LCD Soundsystem - Home

domenica 5 dicembre 2010

Costanti incertezze (o certezze incostanti)

Poco tempo, sono affaccendato in altro, un altro ancora incerto e confuso, tenuto in stand-by in attesa di capirci meglio e prendere una decisione definitiva. Questo spazio a volte risente del mio vissuto incostante, vive e si popola di parole a seconda del mio umore e del mio tempo e invidio a volte altri spazi, costanti, metodici, puntuali nel pubbicare post articoli opinioni, opinioni che però poi, dopo un po' che li frequento, mi appaiono anno dopo anno sempre uguali a se stesse e dunque anche chi pubblica costantemente metodicamente puntualmente mi appare sempre uguale a se stesso. E noto differenze, tra la mia incostanza sempre presente e quella altrui sempre apparentemente assente, che portano a domande a cui rispondo in modo diverso a seconda dell'umore e del mio tempo. Certo è già importante porsele le domande, e penso a volte che il costante metodico puntuale questo non lo permetta, se lo fa è solo per trovare conferma di ciò che si pensa da sempre, e solo i cambiamenti aprono veri spazi di discussione di sè. Io ne ho troppi, altri ne hanno pochi, alla fine è tutto in media, se ci pensi.

24 Grana - La costanza

domenica 21 novembre 2010

Girovagando

Si viaggiava in macchina, io lato passeggero, e passava in radio il pezzo nuovo di un tizio assieme a un altro tizio che tempo addietro, milioni di anni fa, faceva pure roba buona e ancor prima... cazzo che roba che faceva (almeno così sembrava: si era giovani), mentre ora a furia di annacquo è arrivato a sta merda che il tipo che guida alla mia sinistra nella sua infinita benevolenza continua a definire "rap", anzi "hip hop", e aggiunge che lui proprio non li sopporta, i rapper. E io, che prima che si decidesse a passare dal cd alla radio mi ero dovuto sorbire per un trenta minuti buoni Lucio Battisti (Lucio Battisti! Dio mio, Lucio Battisti!), io mi ripasso mentalmente qualcosa che sì, puoi chiamare hip hop a buon ragione, ci mixo sopra questo benedicendo chi ne pensato il crossover e penso che mi piacerebbe trovarmi una volta a parti invertite, con me alla guida. Così, giusto per fargli vivere il finale di una scena come questa.

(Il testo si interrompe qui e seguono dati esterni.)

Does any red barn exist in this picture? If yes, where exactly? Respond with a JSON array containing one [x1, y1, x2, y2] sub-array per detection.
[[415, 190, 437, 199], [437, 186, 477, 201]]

House Of pain - Jump Around

sabato 13 novembre 2010

Scelte

Poniamo che vi arrivino due proposte di lavoro, e poniamo che non stiate lavorando. La prima ha le seguenti condizioni (e decidete voi se sono pro o contro):

- lavoro bene o male conosciuto (sì, insomma, non proprio ma tanto son sempre le stesse balle)
- posto che potrebbe diventare fisso in una azienda
- a tre quarti d'ora da casa (considerando il traffico torinese, in realtà sono solo 12 km)
- dieci ore al giorno più sabato mattino eventuale (quindi 50/55 ore settimanali)
- orario 7,30-12,30 / 13,30-18,30, quindi sveglia alle 6 e rientro alle 19,30 (più o meno)
- dedizione particolare al lavoro (qualche responsabilità insomma)
- paga base 1.100 euro (straordinari esclusi, e avete visto che di base sono tanti. Quelli di voi sindacalizzati non si scandalizzino per la richiesta anomala sull'orario: ormai va così!)
-ambiente malsano (molto malsano: odore persistente di solventi, resine, tinture)
- impressione sui datori di lavoro: abbastanza positiva (non fosse altro perchè è gente che parla chiaro)
- investimenti da parte mia: nessuno.

La seconda prevede invece:

- attività di vendita (mai fatta prima)
- lavoro bene o male in autonomia
- marchio ottimo, destinato a una fascia di clientela medio alta
- in giro per la regione (con auto propria)
- orario variabile dalle 9 alle 20 (ora più ora meno, pausa pranzo di un paio d'ore, non fosse altro perchè non ci sono clienti in quell'orario)
- paga base sconosciuta (portafoglio clienti ancora da definire, il resto tutto a provvigione)
- impressione sui datori di lavoro: abbastanza positiva, ma meglio non averne (sono venditori in fondo, per cui non sai se c'è da fidarsi)
- l'attività prevede un investimento non richiesto ma per me necessario (la mia auto non durerà ancora molto, bisognerà aprirsi una partita iva).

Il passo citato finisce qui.